In reality, car-dependent suburbs are some of the most rigidly planned communities on earth. They tend to be mostly (or entirely) zoned for only one detached unit per lot (often with minimum lot sizes) along with the legally mandated amount of parking, following prescribed building codes. You can’t even open a coffee shop in most of them. It’s hard to imagine a community with no commercial amenities emerging organically. I’m pretty sure most people would like to be able to walk to the corner to get some milk (or mylk, I guess). 

The reality is that all communities are planned to an extent. That’s not a conspiracy—just a statement of fact. Homesteaders of yore didn’t just stumble into communities lined with roads and utility poles. This isn’t Sim City! 

Two cyclists ride in front of Fish and Sips restaurant on Huronatrio St. in Collingwood, Ont., on Thursday, June 30, 2022. Andrew Lahodynskyj/The Canadian Press.

Building and managing cities requires collective action. All collective action entails “social engineering.” Traffic laws are social engineering, but no one would argue that stop signs are tyranny. Planning should be minimally coercive and maximize choice. But there’s no getting around planning!
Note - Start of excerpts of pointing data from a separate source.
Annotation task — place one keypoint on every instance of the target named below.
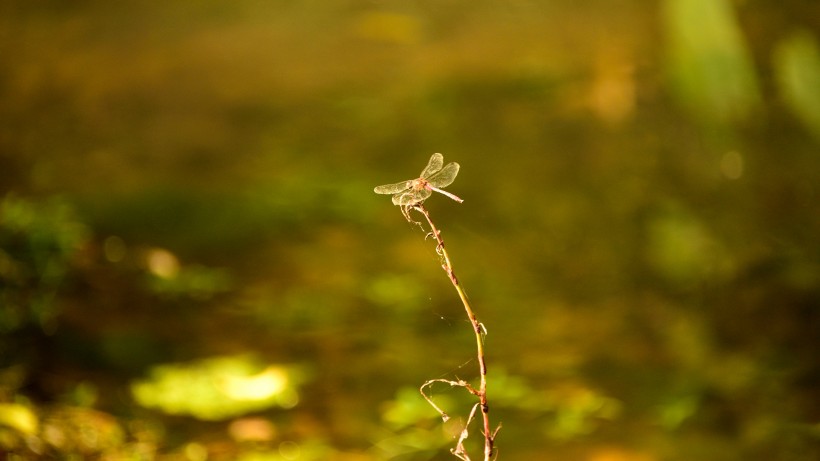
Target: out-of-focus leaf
(797, 63)
(218, 388)
(19, 417)
(709, 63)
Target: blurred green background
(193, 265)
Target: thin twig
(479, 330)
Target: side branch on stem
(479, 330)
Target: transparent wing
(393, 188)
(436, 160)
(411, 197)
(445, 176)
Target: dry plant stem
(478, 329)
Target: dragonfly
(415, 191)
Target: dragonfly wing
(445, 176)
(393, 188)
(411, 197)
(436, 160)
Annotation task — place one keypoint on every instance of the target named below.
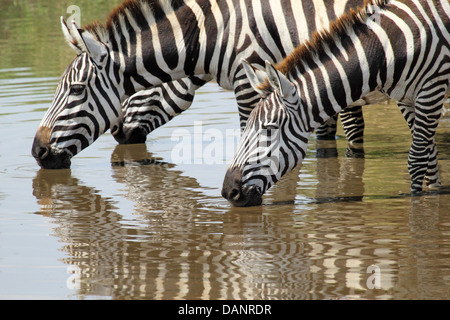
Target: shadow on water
(179, 244)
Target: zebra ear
(71, 39)
(255, 76)
(85, 41)
(279, 82)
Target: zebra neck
(151, 50)
(344, 72)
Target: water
(128, 222)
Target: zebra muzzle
(237, 194)
(45, 156)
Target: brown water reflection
(182, 245)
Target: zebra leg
(432, 178)
(422, 157)
(327, 131)
(352, 120)
(149, 109)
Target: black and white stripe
(401, 48)
(146, 43)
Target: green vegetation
(31, 36)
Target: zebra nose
(46, 157)
(40, 150)
(126, 135)
(236, 194)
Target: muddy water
(133, 222)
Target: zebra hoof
(238, 195)
(124, 135)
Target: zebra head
(273, 142)
(84, 105)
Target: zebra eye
(77, 89)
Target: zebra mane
(137, 9)
(319, 40)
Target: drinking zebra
(399, 47)
(146, 43)
(149, 109)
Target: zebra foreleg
(422, 157)
(327, 131)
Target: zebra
(400, 47)
(149, 109)
(146, 43)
Sometimes municipal governments do things that sound vaguely communist like building free roads and parks. But that’s the nature of city life. Unless we’re going to create some sort of anarcho-capitalist society that doesn’t exist outside of libertarian science fiction, we’re going to have to accept that municipal government makes decisions that involve tradeoffs between the interests of various groups. 

Recognizing the legitimacy of these tradeoffs helps us get to productive conversations. For instance, what is the right balance between accommodating drivers and protecting pedestrians? What restrictions ought to exist on businesses operating in residential areas? On what basis should cities be allowed to block development? Should it be illegal to open a coffee shop?

There are no easy answers to these questions. But if we want to improve municipal governments, they’re questions we should think about rather than getting sucked down the rabbit hole. It’s dark down there, and there aren’t many answers.